In terms of multiple promoters, how can we do pathway discovery and optimization?

Once we have identified a set of promoters, pathway discovery can be done by knocking out specific promoters using silencing technology and looking for differences in the desired pathway.  Alternatively, over-expression or silencing of transcription factors can be used to derive the relationship between these factors and the promoter's activity.  This helps us understand how the promoter functions and how we can control it.

Pathway optimization can be done by methods such as adjusting pathway protein levels to match enzyme characteristics to increase protein concentrations of those enzymes that represent the rate limiting step(s).  Alternatively, substitution of the promoters for these enzymes with a "tuned" set of promoters to produce a range of protein concentrations followed by a high throughput analysis to find the best set of promoters could be done.

Isn’t that was researchers do today for metabolic engineering and optimization?

The short answer is that current methods for pathway optimization and metabolic engineering involve a lot of guess-work of trial and error because researchers don’t have the tools to control the expression of each component in a pathway.
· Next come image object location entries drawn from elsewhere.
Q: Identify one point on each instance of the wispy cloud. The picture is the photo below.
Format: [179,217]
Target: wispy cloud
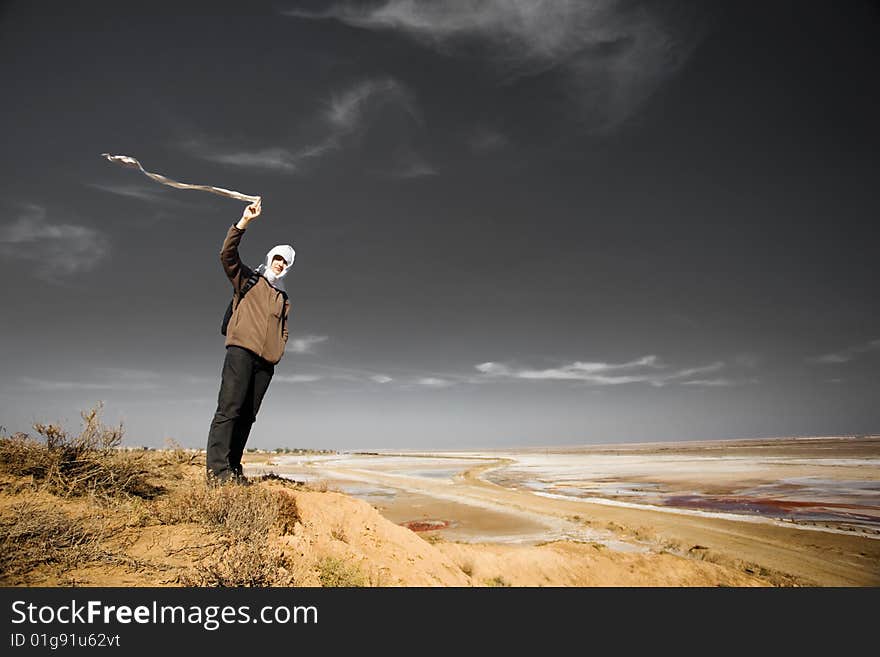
[647,369]
[126,374]
[340,120]
[137,191]
[848,354]
[349,110]
[305,344]
[48,385]
[434,382]
[486,140]
[55,249]
[409,164]
[296,378]
[613,53]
Our tuned library of optimized promoters is that tool set.

Unfortunately, evolutionary forces were not focused on your protein production efficiency, they were focused on allowing the organism to adapt to its environment and survive. To optimize a pathway composed of (n) enzymatic steps, the expression level of each pathway component has to be randomized concomitantly to identify the optimal metabolic output for your protein. The number of different expression levels (x) per pathway component determines the resolution of the search for the optimal metabolic output. The total number of possible expression level combinations is x^n. For a 3 step enzymatic pathway, evaluated at 5 different expression levels, that’s a total of 125 cloning and expression experiments.  With automation that is a very manageable experiment that can be performed in 1-2 weeks, but only if you have the tools to control expression. That’s how we speed up the process.

What are the licensing terms for Circularis promoters?

Novel promoters purchased as part of our commercially available libraries (eg T7, CMV, etc.) includes a one time, global license to use the promoters for research purposes only. Commercial use of promoters requires a license from Circularis. Contact us for more details.

Novel promoters generated as part of a custom service also include a one time, global license to use the promoters for research purposes only. Commercial use of promoters requires a license from Circularis.